The flowers are white and sometimes so profuse that the branches appear as if covered with snow. They are arranged in clusters of between 6 and 8 in the leaf axils over many months but especially from October to December. The flowers have 5 sepals and 5 white petals joined at their bases to form a tube. The tube is 1.7-2 mm long and the lobes are spreading, 2.2-3 mm long with a pointed tip. There are 4 stamens which extend beyond the petals. The fruit is a flattened drupe which is brown when mature and 2-2.8 mm long.

==Taxonomy and naming==
Myoporum floribundum was first formally described in 1837 by George Bentham in Enumeratio plantarum quas in Novae Hollandiae ora austro-occidentali ad fluvium Cygnorum et in sinu Regis Georgii collegit Carolus Liber Baro de Hügel, the original having been written by Allan Cunningham (botanist) but not published. The specific epithet is derived from the "Latin floribundum, "profusely flowering".

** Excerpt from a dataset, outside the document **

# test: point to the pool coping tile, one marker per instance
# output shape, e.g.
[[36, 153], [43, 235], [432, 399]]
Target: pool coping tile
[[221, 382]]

==Distribution and habitat==
There are two disjunct populations of Myoporum floribundum, one in New South Wales and the other in Victoria. In New South Wales, the species is found below Jenolan Caves and near the Nepean River growing in sclerophyll forest. In Victoria it is found in the Upper Snowy River and Deddick River valleys where it grows in woodland on steep gravelly slopes.

==Use in horticulture==
The unusual foliage and profuse white flowers are the attractions of this species which has been known in cultivation for many years. It requires good drainage and at least partial sun but is frost and drought tolerant. It can be grown from seeds or from cuttings but does not respond well to harsh pruning.